|EVERTS, KATHRYNE - University Of Maryland|
|GARDENER, BRIAN - The Ohio State University|
|ABDELNABB, H - Benha University|
Submitted to: Journal of Nematology
Publication Type: Peer Reviewed Journal
Publication Acceptance Date: 3/17/2016
Publication Date: 3/30/2016
Publication URL: http://handle.nal.usda.gov/10113/62646
Citation: Meyer, S.L., Everts, K., Gardener, B.M., Masler, E.P., Abdelnabby, H.M., Skantar, A.M. 2016. Assessment of DAPG-producing Pseudomonas fluorescens for management of Meloidogyne incognita and Fusarium oxysporum on watermelon. Journal of Nematology. 48(1):43–53.
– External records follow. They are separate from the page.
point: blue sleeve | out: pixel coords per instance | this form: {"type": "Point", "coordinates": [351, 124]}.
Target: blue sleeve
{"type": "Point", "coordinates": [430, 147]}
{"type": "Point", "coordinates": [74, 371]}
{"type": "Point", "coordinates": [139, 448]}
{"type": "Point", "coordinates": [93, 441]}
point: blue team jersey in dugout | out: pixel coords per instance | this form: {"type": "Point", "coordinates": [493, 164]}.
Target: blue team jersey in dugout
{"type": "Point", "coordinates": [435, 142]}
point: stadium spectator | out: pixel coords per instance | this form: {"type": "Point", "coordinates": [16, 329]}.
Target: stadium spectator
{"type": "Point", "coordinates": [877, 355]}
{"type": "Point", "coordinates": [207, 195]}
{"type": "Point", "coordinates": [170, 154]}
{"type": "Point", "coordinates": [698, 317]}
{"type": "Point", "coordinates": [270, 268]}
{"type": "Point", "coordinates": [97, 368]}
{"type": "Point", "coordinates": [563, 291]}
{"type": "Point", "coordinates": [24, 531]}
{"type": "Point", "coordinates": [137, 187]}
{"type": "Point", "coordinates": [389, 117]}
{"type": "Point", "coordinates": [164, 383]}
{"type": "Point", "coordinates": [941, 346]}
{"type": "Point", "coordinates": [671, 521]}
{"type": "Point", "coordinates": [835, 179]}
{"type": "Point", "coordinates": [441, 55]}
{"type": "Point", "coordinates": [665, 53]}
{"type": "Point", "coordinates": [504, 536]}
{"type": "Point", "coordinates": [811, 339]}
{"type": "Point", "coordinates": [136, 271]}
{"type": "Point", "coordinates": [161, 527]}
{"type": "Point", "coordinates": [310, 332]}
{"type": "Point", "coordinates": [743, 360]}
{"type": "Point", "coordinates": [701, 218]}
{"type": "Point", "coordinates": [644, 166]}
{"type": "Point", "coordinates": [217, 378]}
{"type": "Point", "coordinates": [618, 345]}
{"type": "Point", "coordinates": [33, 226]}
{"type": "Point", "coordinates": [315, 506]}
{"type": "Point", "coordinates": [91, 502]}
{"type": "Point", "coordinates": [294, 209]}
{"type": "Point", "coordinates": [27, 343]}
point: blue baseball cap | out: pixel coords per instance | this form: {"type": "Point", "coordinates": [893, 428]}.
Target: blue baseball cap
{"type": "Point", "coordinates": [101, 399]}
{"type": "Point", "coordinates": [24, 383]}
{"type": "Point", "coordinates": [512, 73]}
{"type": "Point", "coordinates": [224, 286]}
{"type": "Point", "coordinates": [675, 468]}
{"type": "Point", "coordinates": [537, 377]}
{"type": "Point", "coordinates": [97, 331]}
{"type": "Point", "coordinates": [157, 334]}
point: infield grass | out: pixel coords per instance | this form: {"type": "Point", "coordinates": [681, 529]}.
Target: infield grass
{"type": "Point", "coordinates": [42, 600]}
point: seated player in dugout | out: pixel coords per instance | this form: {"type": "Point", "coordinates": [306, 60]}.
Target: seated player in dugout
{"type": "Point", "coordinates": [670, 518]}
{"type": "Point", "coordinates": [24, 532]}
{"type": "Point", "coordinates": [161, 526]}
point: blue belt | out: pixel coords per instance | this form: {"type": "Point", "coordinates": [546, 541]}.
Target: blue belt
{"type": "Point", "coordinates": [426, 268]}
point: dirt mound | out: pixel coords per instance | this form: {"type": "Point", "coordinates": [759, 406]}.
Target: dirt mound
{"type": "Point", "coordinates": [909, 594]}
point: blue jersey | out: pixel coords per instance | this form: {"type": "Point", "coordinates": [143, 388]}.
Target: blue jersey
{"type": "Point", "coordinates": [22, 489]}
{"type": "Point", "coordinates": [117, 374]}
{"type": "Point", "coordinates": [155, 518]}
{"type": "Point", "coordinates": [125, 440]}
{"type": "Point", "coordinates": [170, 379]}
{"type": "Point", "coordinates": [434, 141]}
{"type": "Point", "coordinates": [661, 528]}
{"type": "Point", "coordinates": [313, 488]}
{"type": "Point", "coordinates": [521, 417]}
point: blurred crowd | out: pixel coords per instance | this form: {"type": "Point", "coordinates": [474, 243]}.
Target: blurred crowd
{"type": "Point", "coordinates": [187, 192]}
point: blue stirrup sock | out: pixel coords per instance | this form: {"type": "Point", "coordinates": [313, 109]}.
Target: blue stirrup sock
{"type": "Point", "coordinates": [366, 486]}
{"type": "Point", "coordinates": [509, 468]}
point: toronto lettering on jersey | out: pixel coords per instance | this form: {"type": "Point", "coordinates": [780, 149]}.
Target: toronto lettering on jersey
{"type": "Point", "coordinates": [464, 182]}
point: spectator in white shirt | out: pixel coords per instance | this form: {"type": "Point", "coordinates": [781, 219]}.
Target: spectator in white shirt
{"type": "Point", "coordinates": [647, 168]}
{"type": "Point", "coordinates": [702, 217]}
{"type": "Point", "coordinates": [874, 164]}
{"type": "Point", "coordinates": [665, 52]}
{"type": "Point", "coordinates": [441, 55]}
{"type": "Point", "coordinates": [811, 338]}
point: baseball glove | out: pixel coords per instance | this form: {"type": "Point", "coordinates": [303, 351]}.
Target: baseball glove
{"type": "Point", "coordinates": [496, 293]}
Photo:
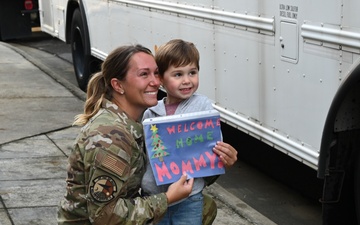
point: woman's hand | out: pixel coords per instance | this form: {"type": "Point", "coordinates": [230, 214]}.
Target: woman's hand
{"type": "Point", "coordinates": [180, 189]}
{"type": "Point", "coordinates": [227, 154]}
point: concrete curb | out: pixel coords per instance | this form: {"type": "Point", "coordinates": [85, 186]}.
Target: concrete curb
{"type": "Point", "coordinates": [238, 206]}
Interpretive Summary: Root-knot nematodes are economically important plant parasites that attack most crop plants. Prohibition of use of many synthetic nematicides has led to a need for novel means of managing these nematodes. Fusarium wilt is also a damaging plant disease, and is the major watermelon disease in Maryland. When both diseases occur together, damage is increased even further on watermelon plants. Therefore, beneficial bacteria were tested for the ability to suppress one or both diseases on watermelon. One of the bacteria reduced numbers of nematode eggs on a cultivar of watermelon not commercially grown in Maryland. With a commercially grown watermelon cultivar, none of the three tested bacteria suppressed nematode numbers on plant roots, and plant death caused by Fusarium wilt was not reduced either. These studies demonstrated that the bacteria resulted in some inhibition of vine growth in the field, and were not effective for enhancing plant vigor or suppressing these pathogens on watermelon. Researchers and growers will be able to use these results for determining useful applications of these beneficial bacteria.
Technical Abstract: Pseudomonas fluorescens isolates Clinto 1R, Wayne 1R and Wood 1R, which produce the antibiotic 2,4-diacetylphloroglucinol (DAPG), can suppress soilborne diseases and promote plant growth. Consequently, these beneficial bacterial isolates were tested on watermelon plants for suppression of Meloidogyne incognita (root-knot nematode: RKN) and Fusarium oxysporum f. sp. niveum (Fon). In a greenhouse trial, Wayne 1R root dip suppressed numbers of RKN eggs/g root on ‘Charleston Gray’ watermelon by 29%. However, in studies focused on ‘Sugar Baby’ watermelon, which is commercially grown in Maryland, a Wayne 1R root dip did not inhibit RKN reproduction or plant death caused by Fon. When all three isolates were applied as seed coats, plant stand in the greenhouse was reduced up to 60% in treatments that included Fon + P. fluorescens, and eggs/g root did not differ among treatments. In trial with Clinto 1R and Wayne 1R root dips, a microplot inoculation with P. fluorescens and/or Fon resulted in shorter vine lengths than treatment with either isolate plus RKN. Root weights, galling indices, eggs/g root, and second-stage juvenile numbers in soil were similar among all RKN-inoculated treatments, and fruit production was not affected by treatment. Plant death was high in all treatments. These studies demonstrated that the P. fluorescens isolates resulted in some inhibition of vine growth in the field, and were not effective for enhancing plant vigor or suppressing these pathogens on watermelon.